Postoperative histopathological examination, complemented by immunohistochemical (IHC) phenotyping, revealed tumor cells organized into nest-like clusters characterized by moderate cell size, clear cytoplasm, and marked hemorrhage. IHC analysis demonstrated strong positivity for PAX8, CD10, vimentin, and carbonic anhydrase IX (CAIX), while the tumor cells were negative for CK7, p63, p40, S100, SOX10, and GATA. The Ki-67 proliferation index was 10% (Figure 3 and Figure 4). Postoperative PET-CT revealed a left renal mass measuring 11.4 × 10.1 cm with heterogeneous enhancement and increased FDG uptake (SUVmax 5.86), demonstrating perinephric fat invasion consistent with T3a disease. Metastatic involvement was identified in the left parotid surgical bed (SUVmax 7.39) and bilaterally in the lungs, with the largest nodule located in the posterior basal segment of the left lower lobe measuring approximately 1.2 cm (SUVmax 2.18). No bone metastases were detected, and brain imaging was not performed as the patient remained asymptomatic. Integrating the imaging findings, histopathological analysis, and the patient's medical history, a differential diagnosis was made for various benign and malignant parotid gland masses. Ultimately, the patient was diagnosed with mCCRCC to the parotid gland. Following the diagnosis, the patient was referred to urology and medical oncology for multidisciplinary management. After multidisciplinary team (MDT) discussion, a decision was made to initiate first-line systemic therapy with pembrolizumab plus axitinib, with consideration of cytoreductive nephrectomy after three cycles if a favorable response was achieved. Systemic therapy commenced with pembrolizumab 200 mg intravenously every three weeks and axitinib 5 mg orally twice daily; the axitinib dose was subsequently reduced to 3 mg twice daily after two weeks due to the development of grade 2 hypertension. As of the most recent follow-up (approximately 10 months post-diagnosis), the patient has completed eight cycles of pembrolizumab plus axitinib. Restaging imaging demonstrated stable disease per RECIST 1.1 criteria, with a 15% reduction in the primary renal mass and no new metastatic lesions. The patient remains clinically well with an ECOG performance status of 0. Cytoreductive nephrectomy is being reconsidered pending the next restaging evaluation.
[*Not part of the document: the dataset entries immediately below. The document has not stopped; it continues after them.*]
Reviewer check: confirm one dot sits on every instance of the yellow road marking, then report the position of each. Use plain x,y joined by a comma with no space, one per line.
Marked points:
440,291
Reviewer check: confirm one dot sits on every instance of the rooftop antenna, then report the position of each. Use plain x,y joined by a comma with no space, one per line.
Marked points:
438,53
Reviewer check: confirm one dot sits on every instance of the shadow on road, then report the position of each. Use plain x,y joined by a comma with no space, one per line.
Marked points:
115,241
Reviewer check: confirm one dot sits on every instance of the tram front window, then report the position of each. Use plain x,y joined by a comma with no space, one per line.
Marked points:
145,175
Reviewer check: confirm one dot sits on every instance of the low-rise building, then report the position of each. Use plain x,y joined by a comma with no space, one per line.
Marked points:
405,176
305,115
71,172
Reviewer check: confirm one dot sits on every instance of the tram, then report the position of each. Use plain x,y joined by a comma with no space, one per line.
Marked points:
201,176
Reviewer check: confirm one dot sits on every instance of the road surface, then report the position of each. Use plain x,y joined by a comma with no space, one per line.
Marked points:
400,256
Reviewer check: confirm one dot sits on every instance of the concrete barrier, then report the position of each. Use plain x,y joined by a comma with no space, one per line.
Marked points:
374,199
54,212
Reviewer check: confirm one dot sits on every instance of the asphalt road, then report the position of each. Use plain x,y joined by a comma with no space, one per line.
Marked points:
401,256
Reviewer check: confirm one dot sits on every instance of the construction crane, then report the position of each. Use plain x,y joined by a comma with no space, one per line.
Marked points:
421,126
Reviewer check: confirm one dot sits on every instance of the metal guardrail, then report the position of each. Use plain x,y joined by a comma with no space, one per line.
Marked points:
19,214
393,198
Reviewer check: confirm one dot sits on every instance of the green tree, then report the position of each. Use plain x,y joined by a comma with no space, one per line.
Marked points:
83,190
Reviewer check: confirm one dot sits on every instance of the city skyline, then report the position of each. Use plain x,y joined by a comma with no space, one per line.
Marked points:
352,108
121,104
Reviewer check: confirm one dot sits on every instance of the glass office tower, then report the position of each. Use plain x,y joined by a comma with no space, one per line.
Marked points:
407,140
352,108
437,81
Figure 3. H&E stain, low power (×40): Nested architecture of clear cells with delicate vascular network and focal hemorrhage. Scale bar = 500 μm.

Figure 4. H&E stain, high power (×400): Clear cytoplasm with distinct cell borders, round nuclei, prominent nucleoli. Red blood cells in inter-stitium. Scale bar = 50 μm.
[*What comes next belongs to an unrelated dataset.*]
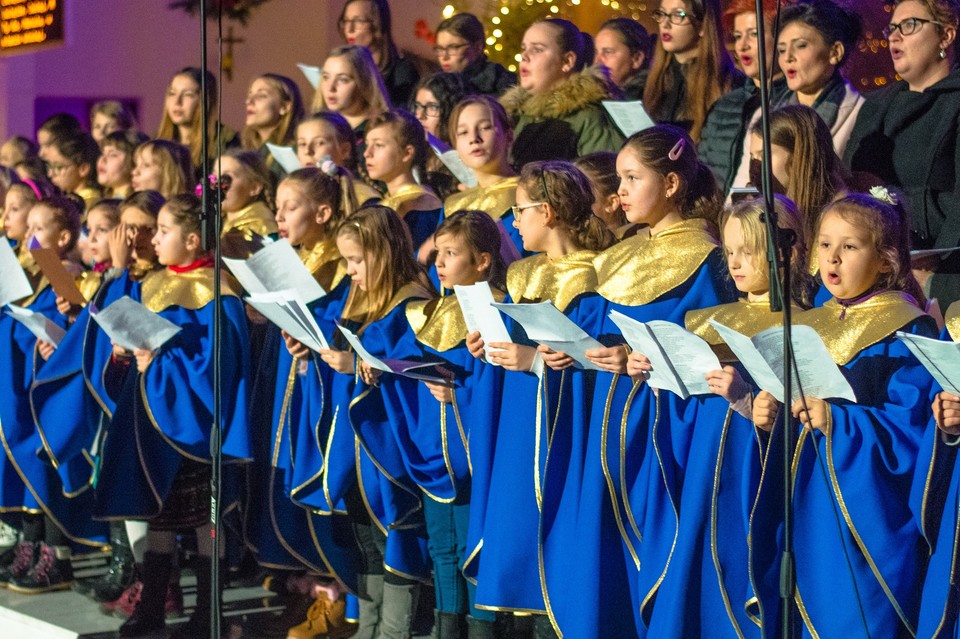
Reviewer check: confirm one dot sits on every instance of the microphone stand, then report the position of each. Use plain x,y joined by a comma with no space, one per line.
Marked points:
779,249
210,223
Case 2: A 69-year-old East Asian man was hospitalized for a one-week history of a foreign body sensation in the throat. He denied experiencing dry, itchy, or sore throat, or shortness of breath. An electronic laryngoscopy examination identified a new organism on the right pharyngeal lateral wall, measuring approximately 1.0 × 1.0 × 1.0 cm, displaying a smooth surface with a small amount of attached pseudomembrane (Figure 5). Initial laboratory tests revealed a significant decrease in glomerular filtration rate (47.9 ml/min/1.73 m²) with no other notable abnormalities. The patient has a history of poorly controlled hypertension spanning over two decades. Fourteen years ago, he underwent laparoscopic left nephrectomy due to ccRCC with hemorrhagic cystic changes in the left kidney (pathology: pT1b, Fuhrman grade 2, margins negative). Subsequent annual physical examinations showed no abnormalities in urine routine or renal function.

Figure 5. Laryngoscopic view: Smooth, reddish, submucosal mass on right lateral oropharyngeal wall, measuring 1.0×1.0 cm, with small pseudomembrane.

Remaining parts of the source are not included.